Before I went out to the living room, I made a call. I didn't want to leave this message on the answering machine at Fangtasia, which wouldn't be open yet, so I called Pam's cell, something I'd never done before. As it rang, I found myself wondering if it was in the coffin with her. That was an eerie thing to picture. I didn't know if Pam actually slept in a coffin or not, but if she did . . . I shuddered. Of course, the phone went to voice mail, and I said, "Pam, I've found out why Eric and I were pulled over last night, or at least I think so. There's a Were war brewing, and I think I was the target. Someone sold us out to Patrick Furnan. And I didn't tell anyone where I was going." That was a problem Eric and I had been too shaken to discuss the night before. How had anyone, anyone at all, known where we'd be last night?

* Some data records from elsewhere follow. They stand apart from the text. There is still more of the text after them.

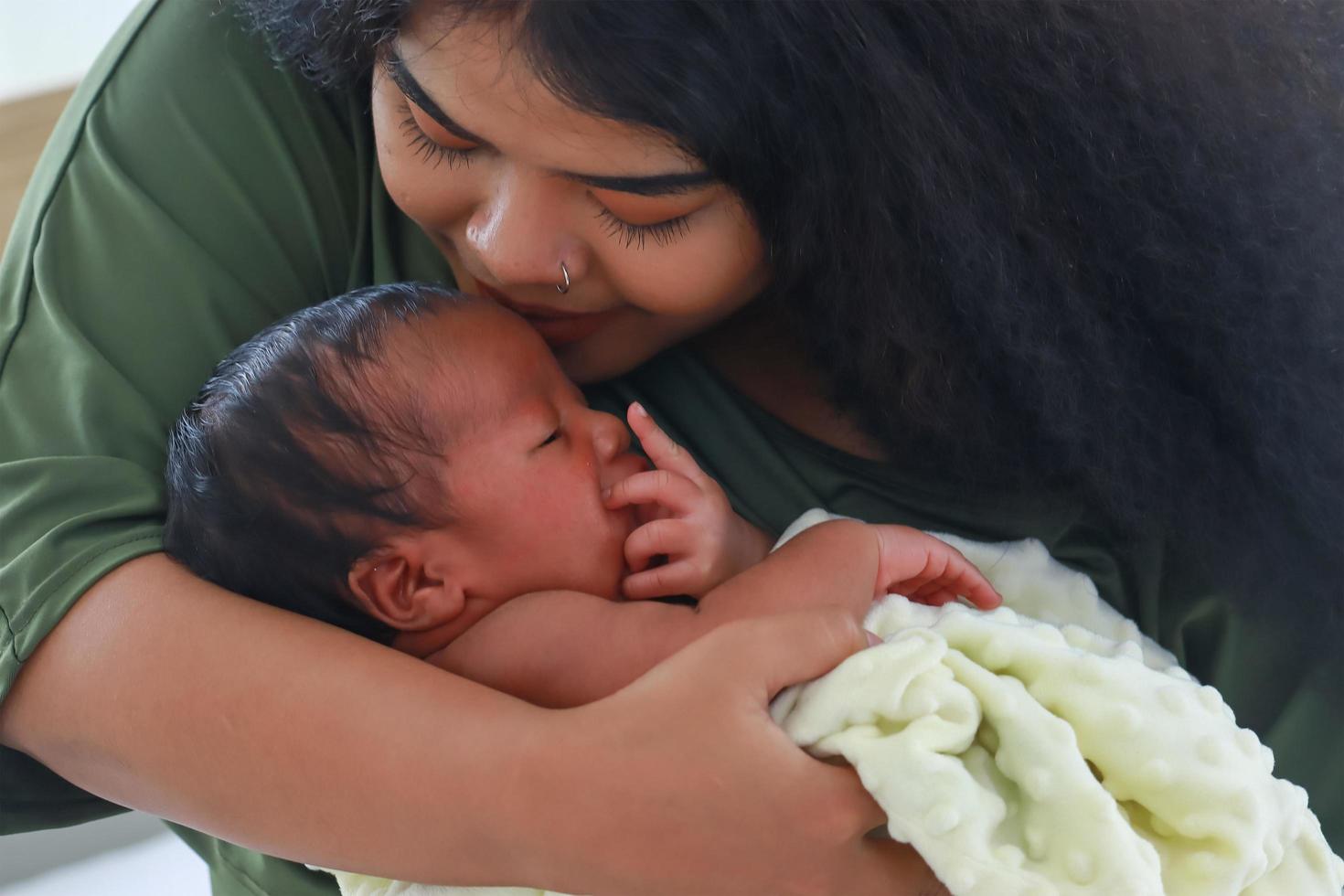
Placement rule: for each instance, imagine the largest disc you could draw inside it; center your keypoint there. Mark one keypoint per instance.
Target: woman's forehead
(480, 77)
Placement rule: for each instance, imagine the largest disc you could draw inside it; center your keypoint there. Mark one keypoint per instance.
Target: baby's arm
(563, 647)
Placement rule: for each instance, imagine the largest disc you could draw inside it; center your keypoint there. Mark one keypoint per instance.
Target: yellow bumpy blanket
(1046, 749)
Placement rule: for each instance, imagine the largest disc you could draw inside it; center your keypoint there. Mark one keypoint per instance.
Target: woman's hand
(926, 570)
(302, 741)
(682, 784)
(686, 517)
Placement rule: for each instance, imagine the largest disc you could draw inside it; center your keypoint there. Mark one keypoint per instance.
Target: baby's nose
(609, 435)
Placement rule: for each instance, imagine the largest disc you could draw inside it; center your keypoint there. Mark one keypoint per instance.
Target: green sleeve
(190, 195)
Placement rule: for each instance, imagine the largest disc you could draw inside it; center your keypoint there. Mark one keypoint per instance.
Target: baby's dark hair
(294, 461)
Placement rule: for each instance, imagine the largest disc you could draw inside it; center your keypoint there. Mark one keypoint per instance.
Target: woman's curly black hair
(1094, 248)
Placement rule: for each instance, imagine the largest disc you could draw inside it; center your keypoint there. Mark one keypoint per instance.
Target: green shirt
(192, 194)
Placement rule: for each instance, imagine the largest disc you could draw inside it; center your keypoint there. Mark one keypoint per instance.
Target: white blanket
(1046, 747)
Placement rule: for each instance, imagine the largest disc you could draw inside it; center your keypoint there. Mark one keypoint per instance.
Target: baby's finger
(660, 448)
(669, 489)
(660, 581)
(657, 538)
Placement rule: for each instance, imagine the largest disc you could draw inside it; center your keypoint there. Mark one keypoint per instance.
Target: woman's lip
(526, 311)
(555, 326)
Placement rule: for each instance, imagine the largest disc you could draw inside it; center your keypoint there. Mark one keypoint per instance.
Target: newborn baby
(411, 464)
(417, 457)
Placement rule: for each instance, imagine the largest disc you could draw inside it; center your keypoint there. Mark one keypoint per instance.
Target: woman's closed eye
(635, 235)
(438, 148)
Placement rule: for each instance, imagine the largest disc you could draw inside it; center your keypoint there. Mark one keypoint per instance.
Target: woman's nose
(519, 231)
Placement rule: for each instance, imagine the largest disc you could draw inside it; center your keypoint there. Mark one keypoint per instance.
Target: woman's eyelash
(634, 235)
(423, 146)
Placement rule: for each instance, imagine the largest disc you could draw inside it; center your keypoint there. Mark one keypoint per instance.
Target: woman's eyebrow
(409, 86)
(646, 186)
(643, 186)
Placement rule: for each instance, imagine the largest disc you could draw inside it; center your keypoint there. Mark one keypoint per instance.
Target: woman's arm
(566, 649)
(237, 719)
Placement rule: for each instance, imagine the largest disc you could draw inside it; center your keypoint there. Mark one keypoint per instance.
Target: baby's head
(397, 458)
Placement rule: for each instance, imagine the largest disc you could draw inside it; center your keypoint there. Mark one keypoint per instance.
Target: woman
(1001, 271)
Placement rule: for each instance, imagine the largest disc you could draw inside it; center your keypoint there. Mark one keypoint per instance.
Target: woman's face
(509, 183)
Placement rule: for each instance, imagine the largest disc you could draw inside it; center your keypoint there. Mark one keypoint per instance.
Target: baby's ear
(391, 586)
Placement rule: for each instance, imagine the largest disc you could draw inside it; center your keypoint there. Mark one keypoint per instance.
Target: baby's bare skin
(566, 647)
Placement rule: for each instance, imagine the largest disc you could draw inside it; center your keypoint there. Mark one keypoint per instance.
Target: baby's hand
(687, 517)
(921, 567)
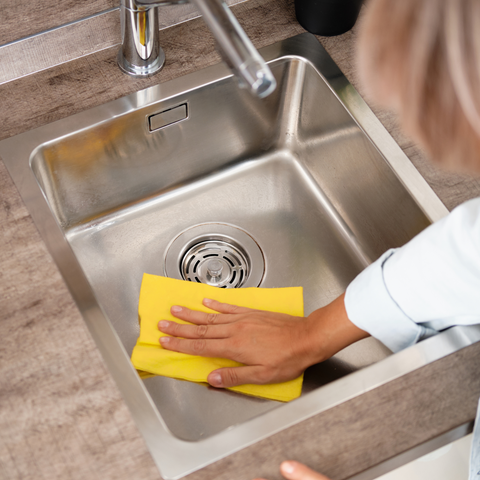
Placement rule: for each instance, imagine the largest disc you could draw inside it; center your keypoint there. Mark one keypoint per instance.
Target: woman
(422, 59)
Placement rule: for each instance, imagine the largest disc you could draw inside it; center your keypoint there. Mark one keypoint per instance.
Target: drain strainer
(217, 254)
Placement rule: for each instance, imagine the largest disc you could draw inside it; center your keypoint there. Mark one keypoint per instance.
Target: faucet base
(141, 71)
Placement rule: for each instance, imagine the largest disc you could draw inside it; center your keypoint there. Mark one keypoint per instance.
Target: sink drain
(215, 254)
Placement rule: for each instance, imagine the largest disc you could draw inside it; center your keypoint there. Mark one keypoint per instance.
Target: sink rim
(163, 446)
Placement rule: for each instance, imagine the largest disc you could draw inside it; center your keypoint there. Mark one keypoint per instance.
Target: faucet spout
(141, 54)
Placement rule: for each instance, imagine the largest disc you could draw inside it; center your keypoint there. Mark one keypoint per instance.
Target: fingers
(296, 471)
(193, 331)
(232, 377)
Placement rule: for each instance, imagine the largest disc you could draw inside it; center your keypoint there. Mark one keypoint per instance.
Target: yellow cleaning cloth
(158, 294)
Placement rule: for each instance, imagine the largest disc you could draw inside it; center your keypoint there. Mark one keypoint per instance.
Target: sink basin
(304, 188)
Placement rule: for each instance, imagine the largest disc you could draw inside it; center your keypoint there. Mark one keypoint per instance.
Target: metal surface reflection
(308, 172)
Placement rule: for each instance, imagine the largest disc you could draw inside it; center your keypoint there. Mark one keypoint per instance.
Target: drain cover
(216, 254)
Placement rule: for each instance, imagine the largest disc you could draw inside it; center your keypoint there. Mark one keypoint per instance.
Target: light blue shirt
(429, 284)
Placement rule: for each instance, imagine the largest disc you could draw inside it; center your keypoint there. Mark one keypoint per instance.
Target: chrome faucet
(142, 56)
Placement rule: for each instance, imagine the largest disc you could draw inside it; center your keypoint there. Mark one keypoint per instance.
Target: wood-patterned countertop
(61, 415)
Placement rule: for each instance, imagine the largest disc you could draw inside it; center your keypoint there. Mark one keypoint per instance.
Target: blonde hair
(422, 58)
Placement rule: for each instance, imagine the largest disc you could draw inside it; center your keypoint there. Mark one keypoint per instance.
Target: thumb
(232, 377)
(296, 471)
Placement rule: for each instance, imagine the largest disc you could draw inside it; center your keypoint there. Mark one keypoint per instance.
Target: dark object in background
(327, 17)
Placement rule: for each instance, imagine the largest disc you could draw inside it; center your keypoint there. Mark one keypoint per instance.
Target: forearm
(332, 330)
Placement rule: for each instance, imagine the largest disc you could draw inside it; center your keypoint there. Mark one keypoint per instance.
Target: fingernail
(287, 467)
(215, 379)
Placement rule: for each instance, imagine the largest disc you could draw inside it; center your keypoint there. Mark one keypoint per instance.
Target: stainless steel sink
(305, 184)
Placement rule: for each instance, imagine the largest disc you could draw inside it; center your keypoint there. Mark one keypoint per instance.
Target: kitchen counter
(61, 414)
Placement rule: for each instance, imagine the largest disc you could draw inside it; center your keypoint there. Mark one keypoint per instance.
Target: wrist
(330, 330)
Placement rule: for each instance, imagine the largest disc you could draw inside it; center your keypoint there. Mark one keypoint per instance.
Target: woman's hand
(273, 347)
(296, 471)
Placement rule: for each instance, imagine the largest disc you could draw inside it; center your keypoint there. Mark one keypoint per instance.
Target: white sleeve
(429, 284)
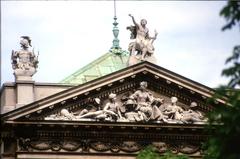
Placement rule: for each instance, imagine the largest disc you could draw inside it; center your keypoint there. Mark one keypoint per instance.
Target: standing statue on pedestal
(143, 43)
(24, 61)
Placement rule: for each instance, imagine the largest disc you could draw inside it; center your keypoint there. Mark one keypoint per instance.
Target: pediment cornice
(160, 80)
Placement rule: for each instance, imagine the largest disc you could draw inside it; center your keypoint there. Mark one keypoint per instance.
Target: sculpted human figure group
(140, 106)
(143, 43)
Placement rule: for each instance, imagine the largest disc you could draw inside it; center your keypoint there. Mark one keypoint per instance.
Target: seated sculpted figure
(173, 111)
(192, 115)
(131, 114)
(143, 99)
(143, 43)
(109, 111)
(112, 107)
(156, 112)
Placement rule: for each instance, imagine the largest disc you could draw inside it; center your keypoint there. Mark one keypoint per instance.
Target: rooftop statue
(143, 43)
(24, 61)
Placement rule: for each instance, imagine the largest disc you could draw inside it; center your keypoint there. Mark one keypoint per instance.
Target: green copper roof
(110, 62)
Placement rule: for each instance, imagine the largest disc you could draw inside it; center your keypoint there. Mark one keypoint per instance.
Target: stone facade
(30, 132)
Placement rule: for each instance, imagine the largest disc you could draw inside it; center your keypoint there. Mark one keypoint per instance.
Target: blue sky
(71, 34)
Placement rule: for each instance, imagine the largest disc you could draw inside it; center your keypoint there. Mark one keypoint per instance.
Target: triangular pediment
(79, 103)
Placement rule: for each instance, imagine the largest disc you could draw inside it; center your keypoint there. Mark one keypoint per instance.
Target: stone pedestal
(24, 90)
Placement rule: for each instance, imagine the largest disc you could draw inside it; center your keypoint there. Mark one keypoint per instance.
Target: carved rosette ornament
(82, 146)
(24, 61)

That we'd be driving back from Shreveport.
Amelia and Octavia were in the middle of a discussion, but neither of them looked as angry or upset as I'd feared.
"I hate to intrude," I said as both pairs of eyes turned to me. Octavia's eyes were brown, Amelia's bright blue, but at the moment they were eerily alike in expression.
"Yes?" Octavia was clearly queen of the situation.
Any witch worth her salt would know about Weres. I condensed the issues of the Were war down to a few sentences, told them about the attack the night before on the interstate, and explained Amanda's request.
"Is this something you should get involved with, Amelia?" Octavia asked, her voice making it quite clear there was only one answer she should give.
"Oh, I think so," Amelia said. She smiled. "Can't have someone shooting at my roomie. I'll help Amanda."
Octavia couldn't have been more shocked if Amelia had spat a watermelon seed on her pants. "Amelia! You're trying things beyond your ability! This will lead to terrible trouble! Look what you've already done to poor Bob Jessup."
Oh, boy, I hadn't known Amelia that long, but I already knew that was a poor way to get her to comply with your wishes. If Amelia was proud of anything, it was her witchy ability. Challenging her expertise was a sure way to rattle her. On the other hand, Bob was a major fuckup.
"Can you change him back?" I asked the older witch.
Octavia looked at me sharply. "Of course," she said.
"Then why don't you do it, and we can go from there?" I said.
Octavia looked very startled, and I knew I shouldn't have gotten up in her face like that. On the other hand, if she wanted to show Amelia that her magic was more powerful, here was her chance. Bob the cat was sitting in Amelia's lap, looking unconcerned. Octavia reached in her pocket and pulled out a pill container filled with what looked like marijuana; but I guess any dried herb pretty much looks the same, and I haven't ever actually handled marijuana, so I'm no judge. Anyway, Octavia took a pinch of this dried green stuff and reached out to let the bits drop on the cat's fur. Bob didn't seem to mind.
Amelia's face was a picture as she watched Octavia casting a spell, which seemed to consist of some Latin, a few motions, and the aforementioned herb. Finally, Octavia uttered what must have been the esoteric equivalent of "Allakazam!" and pointed at the cat.
Nothing happened.
Octavia repeated the phrase even more forcefully. Again with the finger pointing.
And again with the no results.
"You know what I think?" I said. No one seemed to want to know, but it was my house. "I wonder if Bob was always a cat, and for some reason he was temporarily human. That's why you can't change him back. Maybe he's in his true form right now."
"That's ridiculous," the older witch snapped. She was some kind of put out at her failure. Amelia was trying hard to suppress a grin.